The agency is seeking White House approval for the collection of data from manufacturers.

A U.S. government agency is seeking White House approval for the collection of data from the manufacturers of diagnostic radiopharmaceuticals that supports the safety and effectiveness claims of those companies’ products.

On Oct. 5, the Food and Drug Administration (FDA) posted a Federal Register notice—Agency Information Collection Activities; Submission for Office of Management and Budget Review; Comment Request; Regulations for InVivo Radiopharmaceuticals Used for Diagnosis and Monitoring—seeking comments on the proposed collection of data. In addition, the FDA said the proposed collection of information has been submitted to the White House Office of Management and Budget (OMB) for review and clearance.

When administered to a patient, radiopharmaceuticals enable medial diagnostic equipment to image the extent of a disease-process in the body based on the cellular function and physiology, rather than relying on physical changes in the tissue anatomy.
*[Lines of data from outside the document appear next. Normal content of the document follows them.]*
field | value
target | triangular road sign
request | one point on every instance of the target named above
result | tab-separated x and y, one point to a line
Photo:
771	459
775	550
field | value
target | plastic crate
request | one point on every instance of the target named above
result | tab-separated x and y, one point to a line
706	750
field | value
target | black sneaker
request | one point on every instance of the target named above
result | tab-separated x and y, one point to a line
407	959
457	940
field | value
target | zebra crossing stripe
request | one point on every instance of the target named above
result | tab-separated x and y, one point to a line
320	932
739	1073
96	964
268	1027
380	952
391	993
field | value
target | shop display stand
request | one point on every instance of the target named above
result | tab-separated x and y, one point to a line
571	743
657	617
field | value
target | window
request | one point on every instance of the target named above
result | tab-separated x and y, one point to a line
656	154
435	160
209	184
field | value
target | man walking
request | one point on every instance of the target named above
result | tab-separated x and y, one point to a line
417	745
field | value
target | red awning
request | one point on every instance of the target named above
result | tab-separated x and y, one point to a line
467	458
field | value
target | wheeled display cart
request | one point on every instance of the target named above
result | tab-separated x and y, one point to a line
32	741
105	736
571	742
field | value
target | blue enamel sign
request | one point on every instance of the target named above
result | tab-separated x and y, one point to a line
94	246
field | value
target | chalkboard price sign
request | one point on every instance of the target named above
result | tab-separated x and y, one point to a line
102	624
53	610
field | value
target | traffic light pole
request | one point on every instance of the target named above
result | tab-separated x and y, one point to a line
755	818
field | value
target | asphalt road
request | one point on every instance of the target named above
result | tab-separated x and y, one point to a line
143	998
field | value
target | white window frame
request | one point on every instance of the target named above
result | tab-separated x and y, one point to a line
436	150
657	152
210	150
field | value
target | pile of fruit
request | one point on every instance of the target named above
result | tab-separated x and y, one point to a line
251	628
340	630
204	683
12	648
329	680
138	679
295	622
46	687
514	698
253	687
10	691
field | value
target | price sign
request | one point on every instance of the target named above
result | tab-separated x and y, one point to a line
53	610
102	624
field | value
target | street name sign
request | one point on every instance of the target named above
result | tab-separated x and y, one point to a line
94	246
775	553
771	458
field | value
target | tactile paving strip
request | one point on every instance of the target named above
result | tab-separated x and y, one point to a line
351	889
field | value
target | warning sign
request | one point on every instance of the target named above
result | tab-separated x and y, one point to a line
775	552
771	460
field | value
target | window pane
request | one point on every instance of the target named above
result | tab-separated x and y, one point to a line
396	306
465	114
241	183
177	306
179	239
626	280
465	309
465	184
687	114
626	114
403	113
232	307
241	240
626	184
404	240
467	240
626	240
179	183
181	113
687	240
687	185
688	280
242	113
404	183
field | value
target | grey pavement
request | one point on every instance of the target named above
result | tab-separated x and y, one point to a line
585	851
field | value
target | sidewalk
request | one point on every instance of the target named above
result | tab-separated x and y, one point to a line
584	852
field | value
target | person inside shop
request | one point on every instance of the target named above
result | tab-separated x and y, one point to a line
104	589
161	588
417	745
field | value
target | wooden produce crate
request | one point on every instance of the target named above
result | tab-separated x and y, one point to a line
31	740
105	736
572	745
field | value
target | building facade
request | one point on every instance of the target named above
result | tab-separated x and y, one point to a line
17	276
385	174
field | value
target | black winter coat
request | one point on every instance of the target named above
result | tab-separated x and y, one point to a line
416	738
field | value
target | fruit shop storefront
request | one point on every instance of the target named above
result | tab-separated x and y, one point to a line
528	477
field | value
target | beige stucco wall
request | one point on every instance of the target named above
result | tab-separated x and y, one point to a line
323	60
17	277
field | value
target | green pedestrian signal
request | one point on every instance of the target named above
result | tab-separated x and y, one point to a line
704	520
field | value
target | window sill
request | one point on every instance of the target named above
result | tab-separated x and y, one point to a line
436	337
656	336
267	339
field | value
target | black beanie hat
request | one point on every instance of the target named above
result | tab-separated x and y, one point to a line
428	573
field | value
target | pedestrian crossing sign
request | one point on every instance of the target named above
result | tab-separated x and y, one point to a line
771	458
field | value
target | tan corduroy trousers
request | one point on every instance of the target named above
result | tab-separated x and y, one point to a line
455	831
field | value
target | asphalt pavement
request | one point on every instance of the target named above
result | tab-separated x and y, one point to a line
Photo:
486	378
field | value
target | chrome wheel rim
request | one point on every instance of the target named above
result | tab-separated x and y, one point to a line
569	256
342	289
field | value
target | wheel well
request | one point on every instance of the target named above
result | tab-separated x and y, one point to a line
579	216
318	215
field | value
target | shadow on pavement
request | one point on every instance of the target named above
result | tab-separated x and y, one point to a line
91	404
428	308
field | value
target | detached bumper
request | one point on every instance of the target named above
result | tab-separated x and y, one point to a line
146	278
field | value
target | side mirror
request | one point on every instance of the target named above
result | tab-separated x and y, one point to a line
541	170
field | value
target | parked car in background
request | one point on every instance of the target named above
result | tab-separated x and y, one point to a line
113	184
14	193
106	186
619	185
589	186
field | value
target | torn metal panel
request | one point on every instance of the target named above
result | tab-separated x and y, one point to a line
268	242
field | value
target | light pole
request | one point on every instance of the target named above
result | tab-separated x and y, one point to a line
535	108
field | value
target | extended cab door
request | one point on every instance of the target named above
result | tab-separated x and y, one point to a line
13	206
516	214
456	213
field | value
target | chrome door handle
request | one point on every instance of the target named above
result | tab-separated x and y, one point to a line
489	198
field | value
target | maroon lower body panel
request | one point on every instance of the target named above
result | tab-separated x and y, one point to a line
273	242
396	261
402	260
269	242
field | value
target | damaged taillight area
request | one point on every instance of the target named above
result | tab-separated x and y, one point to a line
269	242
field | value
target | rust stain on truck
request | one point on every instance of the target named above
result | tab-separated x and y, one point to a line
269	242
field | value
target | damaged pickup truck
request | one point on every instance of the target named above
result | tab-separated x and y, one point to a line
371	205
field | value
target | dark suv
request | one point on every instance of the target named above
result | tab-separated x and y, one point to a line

In some diseases nuclear medicine studies can identify medical problems at an earlier stage than other diagnostic tests.

The Federal Register notice says the FDA is requesting OMB approval of the proposed increased in data collection requirements placed on the manufacturers of diagnostic radiopharmaceuticals.Those manufactures are currently required to submit information that demonstrates the safety and effectiveness of a new diagnostic radiopharmaceutical or of a new indication for use of an approved diagnostic radiopharmaceutical.

The FDA amended its diagnostic radiopharmaceuticals regulation on May 17, 1999 by adding provisions that clarify the agency’s evaluation and approval of in vivo radiopharmaceuticals used in the diagnosis or monitoring of diseases. The regulation describes the kinds of indications of diagnostic radiopharmaceuticals and some of the criteria the FDA uses to evaluate the safety and effectiveness of a diagnostic radiopharmaceutical, the latest notice says.

The proposed regulation “clarifies existing FDA requirements for approval and evaluation of drug and biological products already in place,” the notice says. “The information, which is usually submitted as part of a new drug application or biologics license application or as a supplement to an approved application, typically includes, but is not limited to non-clinical and clinical data on the pharmacology, toxicology, adverse events, radiation safety assessments, and chemistry, manufacturing, and controls,” the notice says.

The deadline for comments is Nov. 4, 2011.